Selbst wenn jemand nicht an Gott glaube, könne er an Jesus und dessen "glänzende Botschaft" glauben. "Denn der hat existiert. Und deswegen kann das, was er gesagt hat, eine Richtschnur sein auch für das persönliche Leben und für die Sinnhaftigkeit des eigenen Tuns."
Geißler selbst beschreibt sich angesichts der Vorstellung eines Gottes, der unendliches Leid auf der Welt zulässt, als einer, der an Gott zweifelt. (uko)

Heiner Geißler: "Kann man noch Christ sein, wenn man an Gott zweifeln muss? Fragen zum Luther-Jahr"
Ullstein-Verlag, Berlin 2017
80 Seiten, 7 Euro


Das Interview im Wortlaut:
Kirsten Dietrich: Wie sieht die Reformation von außen aus? – Das ist unsere Frage heute. Und da liegt es nahe, einen Katholiken nach Luther zu fragen.
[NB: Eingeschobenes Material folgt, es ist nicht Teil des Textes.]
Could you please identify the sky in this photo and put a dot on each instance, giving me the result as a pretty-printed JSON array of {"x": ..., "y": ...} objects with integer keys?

Ich habe vor der Sendung mit einem gesprochen, der seit Jahrzehnten zu einer der streitbarsten Stimmen eines sozial engagierten Katholizismus in Deutschland gehört, nämlich mit Heiner Geißler, ehemals Familienminister und Generalsekretär der CDU und zuletzt Schlichter beim Streit um den Bahnhofsbau in Stuttgart. Heiner Geißler hat sich in den letzten Jahren verstärkt mit Luther auseinandergesetzt – "Was müsste Luther heute sagen?" ist einer seiner Buchtitel. Doch es geht ihm nicht nur um den Reformator, die gesamte kirchliche Lehre von Gott steht auf dem Spiel. Heiner Geißlers jüngstes Buch, erschienen vor wenigen Tagen, ist eine empörte Anklage an den angeblich so lieben Gott: "Kann man noch Christ sein, wenn man an Gott zweifeln muss?", so der Titel. Ich wollte von Heiner Geißler wissen, ob er sich überhaupt noch als Christ versteht.
Heiner Geißler: Das ist ja gerade das Thema des Buches, ob jemand Christ sein kann, auch wenn er an Gott nicht mehr glaubt. Und ich komme ja dann zu einem Vorschlag, wie man dennoch beides zusammen verbinden kann. Ob Gott existiert, weiß kein Mensch, das weiß auch der Papst nicht. Man kann Gott nicht mit dem Verstand beweisen, man kann nur an ihn glauben. Aber es gibt eben immer mehr Menschen – das war schon immer so, aber das verstärkt sich –, die auch nicht mehr glauben können.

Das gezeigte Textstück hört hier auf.